Oberlandesgericht Naumburg

Urt. v. 24.01.2014

Az.: 10 U 7/13

In dem Rechtsstreit

...

hat der 10. Zivilsenat des Oberlandesgerichts Naumburg auf die mündliche Verhandlung vom 13. Dezember 2013 durch den Präsidenten des Oberlandesgerichts Schubert, den Richter am Oberlandesgericht Haberland und den Richter am Oberlandesgericht Nolte

für Recht erkannt:
Tenor:

Auf die Berufung der Beklagten wird das am 23. Januar 2013 verkündete Urteil der Einzelrichterin der 3. Zivilkammer des Landgerichts Halle teilweise abgeändert und wie folgt neu gefasst:

Die Beklagte wird verurteilt, an die Klägerin 14.602,01 € nebst Zinsen in Höhe von acht Prozentpunkten über dem Basiszinssatz seit dem 24.04.2012, Mahnkosten in Höhe von 20 € sowie Inkassokosten in Höhe von 60,57 € zu zahlen. Im Übrigen wird die Klage abgewiesen.

Die weitergehende Berufung der Beklagten wird zurückgewiesen.

Die Beklagte trägt die Kosten des Verfahrens erster und zweiter Instanz.

Dieses Urteil ist ohne Sicherheitsleistung vorläufig vollstreckbar.

Die Revision wird nicht zugelassen.

Der Gegenstandswert für das Berufungsverfahren beträgt 14.602,01 €.
Gründe

I.

Die Klägerin nimmt die Beklagte auf Zahlung einer nach Grund und Höhe unstreitigen Werklohnforderung in Anspruch. Die Beklagte beruft sich auf ein Zurückbehaltungs- bzw. Leistungsverweigerungsrecht im Hinblick auf ihrer Auffassung nach nicht vollständig vorgelegte Bescheinigungen/Nachweise zur Erfüllung sozialversicherungsrechtlicher und steuerrechtlicher Verpflichtungen.

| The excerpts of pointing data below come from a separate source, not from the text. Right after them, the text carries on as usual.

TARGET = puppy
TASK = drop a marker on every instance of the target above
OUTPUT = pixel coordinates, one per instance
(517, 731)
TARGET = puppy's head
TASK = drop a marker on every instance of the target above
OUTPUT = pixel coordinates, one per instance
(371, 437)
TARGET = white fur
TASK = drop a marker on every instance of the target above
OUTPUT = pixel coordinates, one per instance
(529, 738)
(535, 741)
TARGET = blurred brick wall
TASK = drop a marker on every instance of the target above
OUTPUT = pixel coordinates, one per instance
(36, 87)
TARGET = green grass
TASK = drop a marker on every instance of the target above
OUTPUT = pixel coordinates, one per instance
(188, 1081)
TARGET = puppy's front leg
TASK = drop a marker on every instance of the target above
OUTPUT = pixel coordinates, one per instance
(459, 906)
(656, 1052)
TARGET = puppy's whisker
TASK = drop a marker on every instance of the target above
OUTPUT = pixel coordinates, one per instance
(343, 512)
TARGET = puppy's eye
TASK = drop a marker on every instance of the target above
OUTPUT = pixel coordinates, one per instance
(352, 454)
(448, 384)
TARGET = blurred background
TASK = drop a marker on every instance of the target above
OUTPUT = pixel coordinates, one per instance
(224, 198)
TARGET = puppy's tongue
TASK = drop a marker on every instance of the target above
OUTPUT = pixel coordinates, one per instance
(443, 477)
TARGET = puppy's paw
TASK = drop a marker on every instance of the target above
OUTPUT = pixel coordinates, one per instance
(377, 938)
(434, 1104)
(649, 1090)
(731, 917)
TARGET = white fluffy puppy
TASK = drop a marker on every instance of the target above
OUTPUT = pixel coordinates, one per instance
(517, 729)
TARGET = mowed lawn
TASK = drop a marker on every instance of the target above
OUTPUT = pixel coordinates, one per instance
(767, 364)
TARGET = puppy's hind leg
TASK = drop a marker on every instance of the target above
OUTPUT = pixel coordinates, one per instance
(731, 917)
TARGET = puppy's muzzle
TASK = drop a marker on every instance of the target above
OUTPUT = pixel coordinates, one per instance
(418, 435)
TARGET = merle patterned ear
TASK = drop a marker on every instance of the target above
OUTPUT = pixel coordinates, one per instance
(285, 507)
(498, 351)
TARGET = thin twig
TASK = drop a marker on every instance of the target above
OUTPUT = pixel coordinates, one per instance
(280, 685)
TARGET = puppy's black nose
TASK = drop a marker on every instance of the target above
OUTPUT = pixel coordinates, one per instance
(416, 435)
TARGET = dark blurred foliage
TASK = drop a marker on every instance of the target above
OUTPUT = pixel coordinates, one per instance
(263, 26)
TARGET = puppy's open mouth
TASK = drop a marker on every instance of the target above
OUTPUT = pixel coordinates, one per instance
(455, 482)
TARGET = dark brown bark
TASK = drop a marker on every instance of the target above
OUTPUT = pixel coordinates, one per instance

Die Beklagte hat die Klägerin mit der Ausführung von Innenputzarbeiten in einer Schule in L. beauftragt. Hauptauftraggeberin war die Stadt L. . Deren Vertragsbedingungen, welche sich im Einzelnen aus dem Auftragsschreiben vom 13.08.2010 ergeben, hat sie auch im Verhältnis zur Klägerin vereinbart. Ferner sind die als Anlage B 6 vorgelegte "Vereinbarung zwischen Auftragnehmer und Nachunternehmer zur Einhaltung der tarifvertraglichen und öffentlich-rechtlichen Bestimmungen bei der Ausführung von Bauleistungen" auch für das hiesige Vertragsverhältnis vereinbart. Die Leistungen sind zwischen dem 16.08.2010 und dem 09.05.2011 vollständig erbracht und mangelfrei abgenommen.

Die Klägerin beschäftigt keine eigenen Mitarbeiter. Sie hat die Putzarbeiten vielmehr zum einen durch Mitarbeiter der Fa. M. Bau Ltd., Niederlassung Deutschland, ausführen lassen, deren Gesellschafter auch die Gesellschafter der Klägerin sind, zum anderen hat sie eine Fa. G. mit der Ausführung eines Teils der Putzarbeiten betraut, wobei sie ausführt, dies sei im Rahmen einer "ARGE" geschehen.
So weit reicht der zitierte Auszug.